Question

Identifying Species Specific Differences In De Novo Transcriptome Data

0

Entering edit mode

10.3 years ago

pld 5.1k

I will soon have an assembled transcriptome and I have a good idea on what downstream analysis I would like to do. However, I am worried that basing the downstream functional annotation off of BLAST will cause losses in species specific differences. My interest is less in doing a basic assessment of how many genes in my model species land in the different reference organisms and more in highlighting the differences. In other words, chances are BLAST will show that there are more common genes than uncommon but I need to know the differences in the common genes.

First, I was wondering duplicating the analysis with assembled transcripts vs predicted ORFs would be worth it. Or, if I should go a step further and run the analysis using predicted peptide sequences.

Second, can anyone suggest ways to perform a more fine-grained functional/comparative analysis than just applying annotations based on BLAST results?

gene rna-seq transcriptome • 2.9k views

ADD COMMENT • link updated 10.3 years ago by Charles Warden 8.2k • written 10.3 years ago by pld 5.1k

score 1 · Answer 1 · 2013-12-31

I agree that comparing differences between de-novo assembly results (especially if you want something quantitative, like differential expression) is likely to be tricky.
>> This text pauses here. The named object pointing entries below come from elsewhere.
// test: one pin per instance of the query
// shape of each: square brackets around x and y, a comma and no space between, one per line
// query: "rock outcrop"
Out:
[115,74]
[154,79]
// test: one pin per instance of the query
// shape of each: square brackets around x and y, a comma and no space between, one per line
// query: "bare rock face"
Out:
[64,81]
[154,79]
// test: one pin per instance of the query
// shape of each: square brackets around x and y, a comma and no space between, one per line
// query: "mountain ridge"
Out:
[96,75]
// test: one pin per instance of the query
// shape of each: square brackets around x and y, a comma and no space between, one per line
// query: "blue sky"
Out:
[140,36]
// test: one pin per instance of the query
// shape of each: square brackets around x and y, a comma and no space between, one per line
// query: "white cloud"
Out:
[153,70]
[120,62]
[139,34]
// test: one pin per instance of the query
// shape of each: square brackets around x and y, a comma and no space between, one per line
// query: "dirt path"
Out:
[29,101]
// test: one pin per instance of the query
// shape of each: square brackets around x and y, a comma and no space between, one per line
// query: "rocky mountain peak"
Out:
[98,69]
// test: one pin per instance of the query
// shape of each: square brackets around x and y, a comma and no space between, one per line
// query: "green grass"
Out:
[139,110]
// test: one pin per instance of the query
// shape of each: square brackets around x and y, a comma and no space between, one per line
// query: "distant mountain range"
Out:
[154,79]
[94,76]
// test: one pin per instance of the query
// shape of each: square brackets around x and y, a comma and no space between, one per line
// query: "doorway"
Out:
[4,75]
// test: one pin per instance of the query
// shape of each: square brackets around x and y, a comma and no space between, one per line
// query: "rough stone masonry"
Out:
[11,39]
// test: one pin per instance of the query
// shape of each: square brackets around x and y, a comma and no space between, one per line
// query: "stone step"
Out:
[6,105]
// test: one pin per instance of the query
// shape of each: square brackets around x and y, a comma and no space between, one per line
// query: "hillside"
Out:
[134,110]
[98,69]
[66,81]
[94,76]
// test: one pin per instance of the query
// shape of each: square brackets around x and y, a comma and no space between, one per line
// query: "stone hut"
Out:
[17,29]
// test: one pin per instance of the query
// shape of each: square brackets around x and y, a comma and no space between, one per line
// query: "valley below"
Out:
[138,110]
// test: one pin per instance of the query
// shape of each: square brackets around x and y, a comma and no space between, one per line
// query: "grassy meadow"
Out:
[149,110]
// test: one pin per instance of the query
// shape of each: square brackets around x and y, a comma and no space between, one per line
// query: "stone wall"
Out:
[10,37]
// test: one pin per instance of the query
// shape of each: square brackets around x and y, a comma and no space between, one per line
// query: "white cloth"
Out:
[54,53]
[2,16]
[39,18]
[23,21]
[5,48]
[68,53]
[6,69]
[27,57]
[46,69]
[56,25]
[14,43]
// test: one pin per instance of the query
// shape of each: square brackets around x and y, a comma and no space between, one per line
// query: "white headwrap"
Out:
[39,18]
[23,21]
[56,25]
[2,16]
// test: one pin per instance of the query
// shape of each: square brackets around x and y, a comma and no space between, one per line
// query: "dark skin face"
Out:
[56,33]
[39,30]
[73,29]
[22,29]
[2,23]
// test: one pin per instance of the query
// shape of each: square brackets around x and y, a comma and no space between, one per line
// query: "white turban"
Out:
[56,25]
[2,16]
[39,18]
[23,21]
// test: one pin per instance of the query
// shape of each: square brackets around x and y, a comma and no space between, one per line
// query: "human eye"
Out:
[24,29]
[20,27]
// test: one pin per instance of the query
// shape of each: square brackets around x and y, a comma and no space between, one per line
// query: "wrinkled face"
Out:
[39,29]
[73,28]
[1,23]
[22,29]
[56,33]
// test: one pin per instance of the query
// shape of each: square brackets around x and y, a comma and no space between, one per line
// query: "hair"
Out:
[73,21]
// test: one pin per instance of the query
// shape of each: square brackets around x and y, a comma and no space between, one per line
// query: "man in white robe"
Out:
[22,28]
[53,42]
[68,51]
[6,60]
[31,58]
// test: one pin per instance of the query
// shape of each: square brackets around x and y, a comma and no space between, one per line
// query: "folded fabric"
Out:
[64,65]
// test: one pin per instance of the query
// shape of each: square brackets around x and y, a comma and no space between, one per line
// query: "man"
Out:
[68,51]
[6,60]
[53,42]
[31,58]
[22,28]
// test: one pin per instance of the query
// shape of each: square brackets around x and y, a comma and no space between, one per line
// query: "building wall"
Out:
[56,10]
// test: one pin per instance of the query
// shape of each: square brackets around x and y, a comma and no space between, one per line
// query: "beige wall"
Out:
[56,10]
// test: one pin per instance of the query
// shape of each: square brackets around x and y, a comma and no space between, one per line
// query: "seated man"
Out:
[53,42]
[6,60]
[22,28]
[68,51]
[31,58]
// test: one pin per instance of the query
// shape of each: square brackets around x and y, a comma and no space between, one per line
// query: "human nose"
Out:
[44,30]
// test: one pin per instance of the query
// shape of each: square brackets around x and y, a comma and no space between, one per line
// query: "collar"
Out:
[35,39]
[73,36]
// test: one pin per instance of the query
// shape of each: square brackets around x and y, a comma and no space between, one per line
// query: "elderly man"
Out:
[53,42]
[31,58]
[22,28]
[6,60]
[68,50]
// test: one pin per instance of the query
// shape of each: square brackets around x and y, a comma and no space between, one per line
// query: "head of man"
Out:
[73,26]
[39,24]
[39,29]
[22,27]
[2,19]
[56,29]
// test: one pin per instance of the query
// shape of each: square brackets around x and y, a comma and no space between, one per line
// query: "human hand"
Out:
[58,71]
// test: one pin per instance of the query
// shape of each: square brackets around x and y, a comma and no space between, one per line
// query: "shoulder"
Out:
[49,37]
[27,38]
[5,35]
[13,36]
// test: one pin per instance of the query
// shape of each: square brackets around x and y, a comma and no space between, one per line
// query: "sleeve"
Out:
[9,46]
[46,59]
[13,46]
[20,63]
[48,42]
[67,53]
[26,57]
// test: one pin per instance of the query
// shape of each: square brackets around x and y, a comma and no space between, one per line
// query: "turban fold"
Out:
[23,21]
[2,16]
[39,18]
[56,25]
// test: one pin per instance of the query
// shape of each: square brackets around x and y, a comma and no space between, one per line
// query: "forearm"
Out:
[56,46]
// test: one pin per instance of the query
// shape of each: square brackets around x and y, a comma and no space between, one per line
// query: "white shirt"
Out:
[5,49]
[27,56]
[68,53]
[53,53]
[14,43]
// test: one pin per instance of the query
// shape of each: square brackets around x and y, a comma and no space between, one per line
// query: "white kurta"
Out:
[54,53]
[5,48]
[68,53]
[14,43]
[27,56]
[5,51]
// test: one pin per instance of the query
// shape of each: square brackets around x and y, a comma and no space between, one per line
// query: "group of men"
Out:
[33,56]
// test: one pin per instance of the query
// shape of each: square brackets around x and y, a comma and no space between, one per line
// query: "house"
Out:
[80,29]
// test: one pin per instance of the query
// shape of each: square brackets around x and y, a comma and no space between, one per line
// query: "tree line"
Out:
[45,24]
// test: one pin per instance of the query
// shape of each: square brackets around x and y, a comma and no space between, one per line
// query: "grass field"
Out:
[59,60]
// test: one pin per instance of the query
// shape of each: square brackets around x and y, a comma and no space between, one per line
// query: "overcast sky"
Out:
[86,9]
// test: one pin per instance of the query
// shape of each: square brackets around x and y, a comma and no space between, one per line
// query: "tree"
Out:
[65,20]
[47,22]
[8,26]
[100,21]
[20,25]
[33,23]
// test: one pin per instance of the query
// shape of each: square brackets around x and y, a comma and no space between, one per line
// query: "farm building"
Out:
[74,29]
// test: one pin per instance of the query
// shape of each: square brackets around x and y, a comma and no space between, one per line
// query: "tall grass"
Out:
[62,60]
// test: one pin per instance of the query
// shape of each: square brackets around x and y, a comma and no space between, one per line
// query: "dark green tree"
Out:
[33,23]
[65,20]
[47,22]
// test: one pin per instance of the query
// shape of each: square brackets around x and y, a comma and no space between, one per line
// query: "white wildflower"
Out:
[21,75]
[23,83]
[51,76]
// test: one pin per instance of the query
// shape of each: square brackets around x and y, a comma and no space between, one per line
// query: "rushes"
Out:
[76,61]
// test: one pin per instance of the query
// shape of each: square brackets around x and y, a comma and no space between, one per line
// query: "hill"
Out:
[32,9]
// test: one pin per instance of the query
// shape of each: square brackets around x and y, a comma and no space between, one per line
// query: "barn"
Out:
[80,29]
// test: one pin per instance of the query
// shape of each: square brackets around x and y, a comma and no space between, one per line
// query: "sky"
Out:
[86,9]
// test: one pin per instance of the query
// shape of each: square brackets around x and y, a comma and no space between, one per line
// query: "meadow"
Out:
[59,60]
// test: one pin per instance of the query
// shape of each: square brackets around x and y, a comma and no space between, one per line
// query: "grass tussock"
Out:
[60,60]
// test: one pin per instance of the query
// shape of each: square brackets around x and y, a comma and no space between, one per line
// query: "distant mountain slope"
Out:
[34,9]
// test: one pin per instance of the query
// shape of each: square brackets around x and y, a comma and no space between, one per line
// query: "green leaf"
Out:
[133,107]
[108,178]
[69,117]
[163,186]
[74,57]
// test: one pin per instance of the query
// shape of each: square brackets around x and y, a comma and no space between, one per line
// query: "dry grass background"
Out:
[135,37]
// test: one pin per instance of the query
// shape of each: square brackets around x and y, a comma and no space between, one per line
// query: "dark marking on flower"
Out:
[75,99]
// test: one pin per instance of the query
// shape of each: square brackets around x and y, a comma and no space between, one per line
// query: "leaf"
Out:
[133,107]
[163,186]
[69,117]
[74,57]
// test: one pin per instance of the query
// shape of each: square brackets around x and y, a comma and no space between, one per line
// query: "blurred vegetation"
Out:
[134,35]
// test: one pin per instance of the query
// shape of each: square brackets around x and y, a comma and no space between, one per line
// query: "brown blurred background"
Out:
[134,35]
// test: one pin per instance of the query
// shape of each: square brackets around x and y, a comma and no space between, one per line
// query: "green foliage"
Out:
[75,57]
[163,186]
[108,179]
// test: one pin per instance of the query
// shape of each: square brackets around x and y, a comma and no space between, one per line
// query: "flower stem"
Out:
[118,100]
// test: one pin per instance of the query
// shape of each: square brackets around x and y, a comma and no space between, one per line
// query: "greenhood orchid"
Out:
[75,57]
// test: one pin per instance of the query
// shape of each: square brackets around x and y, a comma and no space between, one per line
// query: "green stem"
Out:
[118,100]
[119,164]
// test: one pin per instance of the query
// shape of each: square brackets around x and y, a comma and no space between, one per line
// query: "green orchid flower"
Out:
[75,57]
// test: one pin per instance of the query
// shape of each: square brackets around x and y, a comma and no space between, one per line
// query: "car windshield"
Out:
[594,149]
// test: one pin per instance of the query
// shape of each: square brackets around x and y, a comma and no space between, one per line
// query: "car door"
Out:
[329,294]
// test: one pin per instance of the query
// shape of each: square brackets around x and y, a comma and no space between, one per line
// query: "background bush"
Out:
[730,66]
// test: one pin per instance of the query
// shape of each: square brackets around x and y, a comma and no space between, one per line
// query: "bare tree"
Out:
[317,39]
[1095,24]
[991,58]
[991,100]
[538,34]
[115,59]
Actually, I think this is true regardless of whether you are working with one species or multiple species, but I agree that a multiple species comparison has additional complications. For example, a same species comparison still would have issues with defining 1:1 relationships between contigs/transcripts and having minor differences in alignment possibly over-estimate differences in BLAST annotations (in the same species, this could be to having a top hit for a homolog in speciesA versus a homolog in speciesB that actually have very similar E-scores but would be ignored if you only look at top hits).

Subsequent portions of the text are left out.